Abstract

Background: In the treatment for mCRC, it is essential for understanding the prognosis of each individual patient. GERCOR index(GI) based on performance status and serum LDH has been previously proposed. However, in the salvage setting, the validity of GI has not been reported in patients treated by cetuximab (Cmab)-based chemotherapy.Methods: 269 patients with mCRC treated by Cmab contained chemotherapy were retrospectively registered from 27 centers in Japan. This analysis was included in the KRAS Exon2 wild type patients who were refractory to or intolerant for 5-FU/ irinotecan/ oxaliplatin and were never administered anti-EGFR-antibody. Univariate and multivariate analysis for overall survival (OS) were performed using patient characteristics. Survival analyses were performed with Kaplan-Meier method, log-rank test and Cox proportional hazards model. The analysis was also designed to determine whether the GERCOR index could be extended to progression-free survival (PFS).Results: All data were available for prognostic categorization in 132 patients. Median OS and PFS was 9.8 and 4.3 months. The distribution and median OS / PFS for GI were as follows: low risk (L)(n = 28; 17.9/3.8 months), intermediate risk (I)(n = 52; 12.2/5.0 months), and high risk (H)(n = 52; 7.5/4.1 months).

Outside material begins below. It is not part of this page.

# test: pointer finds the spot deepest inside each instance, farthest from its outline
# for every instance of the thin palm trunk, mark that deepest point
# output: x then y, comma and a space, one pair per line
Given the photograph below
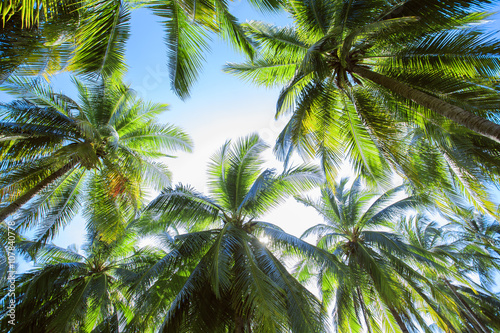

For OS, there was significant difference between L and H (p < 0.001) and between I and H (p < 0.001), but not between L and I (p = 0.076). For PFS, there was significant difference between I and H (p = 0.017), but not between L and I (p = 0.407), and between L and H (p = 0.222). In Cox multivariate analysis, GI showed an independent prognostic impact(L vs I; HR 2.195, p = 0.003 / L vs H; HR 4.028, p < 0.001), but not predictive impact(L vs I; HR 0.987, p = 0.958 / L vs H; HR 1.314, p = 0.268).Conclusions: In this analysis, GI might be a prognostic factor in salvage treatment with Cmab-based regimen, but no effect predicted impact.